Monday, August 2, 2021

Floating Weeds

Ukikusa; drama, Japan, 1959, D: Yasujiro Ozu, S: Nakamura Ganjiro II, Machiko Kyo, Hiroshi Kawaguchi, Haruko Sugimura, Ayako Wakao, Hitomi Nozoe  

A group of traveling kabuki actors arrive in a ship to a small coastal town and announce their plays. An older actor, Komajuro, visits the home of his former fling, Oyoshi, and inquires about their son Kiyoshi, a lad now in his 20s. Kiyoshi grew up without a father, and was told by his mother that Komajuro—who didn’t want to settle down—is his uncle. Actress Sumiko, Komajuro’s current lover, finds out about Oyoshi and this pays Kayo a young actress, to seduce Kiyoshi. The couple falls in love. Komajuro is angry at Kiyoshi for being with the girl, until Oyoshi finally reveals to Kiyoshi that he is his father, though the lad is not surprised. Komajuro leaves the town once more, and boards a train, while Sumiko joins him.  

Even though it is included in Roger Ebert’s Great Movies list, “Floating Weeds” doesn’t distinguish itself that much from other similar works by director Yasujiro Ozu: it is serene, calm, subtle, but also flat and somewhat boring.

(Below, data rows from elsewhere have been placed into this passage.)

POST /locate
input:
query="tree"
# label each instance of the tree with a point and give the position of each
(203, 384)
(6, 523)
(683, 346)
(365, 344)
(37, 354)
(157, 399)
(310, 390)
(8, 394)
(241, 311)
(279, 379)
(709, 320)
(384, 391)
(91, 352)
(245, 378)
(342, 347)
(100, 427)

Ozu is able to create a quiet drama with a lot of understanding for the characters and their human shortcomings, encompassing several themes, including relations between a younger and an older generation, nomads who refuse to take roots anywhere, transience (as the movie progresses, the kabuki play attracts less and less audiences with each new performance, symbolic for how out of touch with time these traditionalists have become), and the duality of an actor’s life (in one sequence, while fishing, Kiyoshi tells Komajuro how his performance in the play wasn’t very good, hinting that Kiyoshi is telling that Komajuro’s performance to be his uncle in real life is not fooling him anymore)—but this doesn’t amount to much of an entertainment value for two hours. 

The movie rises above the occasion in only three moments: the opening shot, where the lighthouse in the distance is positioned in almost the same size as a bottle on the shore; Kayo getting the assignment to seduce the young lad Kiyoshi; and the wall of rain falling on the street between Sumiko on one house and Komajuro on the other house, as they argue back and forth, symbolizing their emotional separation. The seduction segment is almost reminiscent of “Dangerous Liaisons”, and offers the best moment of the film, the one where Kayo goes to Kiyoshi, who works in the postal office, and tells him she wants to send a telegram with the words “Come outside to see me”. Kiyoshi asks her to whom she is sending it, and she says: “To you!” Indeed, irresistibly charmimg. Unfortunately, nothing else in the film repeats this high level, as the storyline quickly returns back to the standard melodrama when she admits she was paid to seduce him already 20 minutes later, yet he doesn’t mind anyway, whereas it is puzzling as to why Komajuro is so against this relationship. “Floating Weeds” is a good film that refuses to go into some more intricate plotting or greatness—save for the said three moments—and instead choses patience over competence. As Hitchcock once said, drama is life with dull bits cut out. For Ozu, this seems like the other way around.